„In einer Ecke stemmte sich Katja ein Gewehr in die Hüfte und fuhr sich durch das glatte, hellbraune Haar, damit es sich über den Lauf legte. Neue Bilder für die sozialen Netzwerke.“
Diese beiden Sätze fassen die Motive aus Janica Beckers Roman „Wir sind die Verlierer. Der Krieg in Europa“ zu einem eindrücklichen Bild zusammen. Es sind die Jugendlichen, die unfreiwillig Teil des Konflikts in der Ukraine geworden sind, für die sich die 17-jährige Autorin interessiert, die mit ihren Eltern in Loh lebt.
Seit sie ihren Abschluss an der Marie-Reinders-Realschule hat, besucht sie die Oberstufe des Mallinckrodt-Gymnasiums. In ihrer Freizeit aber befasst sie sich mit dem Krieg. In diesem Jahr nun ist ihr Debütroman erschienen.
Frau Becker, wie kommen Sie zu dem Thema des Ukraine-Konflikts?

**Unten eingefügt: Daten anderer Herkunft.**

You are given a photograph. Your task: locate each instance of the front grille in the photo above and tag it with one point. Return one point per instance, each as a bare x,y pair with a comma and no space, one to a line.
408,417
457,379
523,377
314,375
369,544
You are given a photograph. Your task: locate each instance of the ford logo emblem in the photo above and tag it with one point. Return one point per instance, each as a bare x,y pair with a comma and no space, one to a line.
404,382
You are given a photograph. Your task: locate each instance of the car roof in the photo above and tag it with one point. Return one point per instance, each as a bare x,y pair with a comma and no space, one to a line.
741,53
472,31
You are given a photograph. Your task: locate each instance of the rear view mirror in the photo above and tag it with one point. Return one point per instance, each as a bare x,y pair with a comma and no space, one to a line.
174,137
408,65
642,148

Wir haben in der achten Klasse in Politik über Kriege gesprochen. Da habe ich gefragt, ob es auch in Europa Kriege gibt, und da meinte unsere Lehrerin: „Gibt es auf jeden Fall nicht“. Das war ein Zeitpunkt, zu dem es den Krieg in der Ukraine schon gab, zu dem ich mich aber auch noch nicht so dafür interessiert habe, dass ich sicher wusste, dass die Ukraine in Europa ist. Dann habe ich später zu Hause nachgeguckt und festgestellt, dass es in Europa also doch Krieg gibt, und da dachte ich: „Wenn noch nicht einmal unsere Lehrer das wirklich richtig wissen, was ist denn da los?“ Das war dann so ein Punkt, wo ich angefangen habe, mich da sehr für zu interessieren.
Welches von den vielen Themen, die in Ihrem Roman stecken, ist Ihnen besonders wichtig?
Ich finde es besonders wichtig, nicht nur eine Seite vom Konflikt darzustellen, nicht nur dieses Pro-russisch oder Pro-ukrainisch, sondern beide Seiten, weil beide Seiten ihre Argumente und ihre Gründe haben. Und ich wollte das nicht nur einseitig darstellen, wie viele vielleicht direkt denken: „Das ist die Schuld von Russland“ oder wie viele darauf schon festgelegt sind, dass es auf jeden Fall an der Ukraine liegt. Ich habe versucht, das ein bisschen unparteiisch zu erläutern.
Wie stellt sich denn die Stimmungslage vor Ort dar?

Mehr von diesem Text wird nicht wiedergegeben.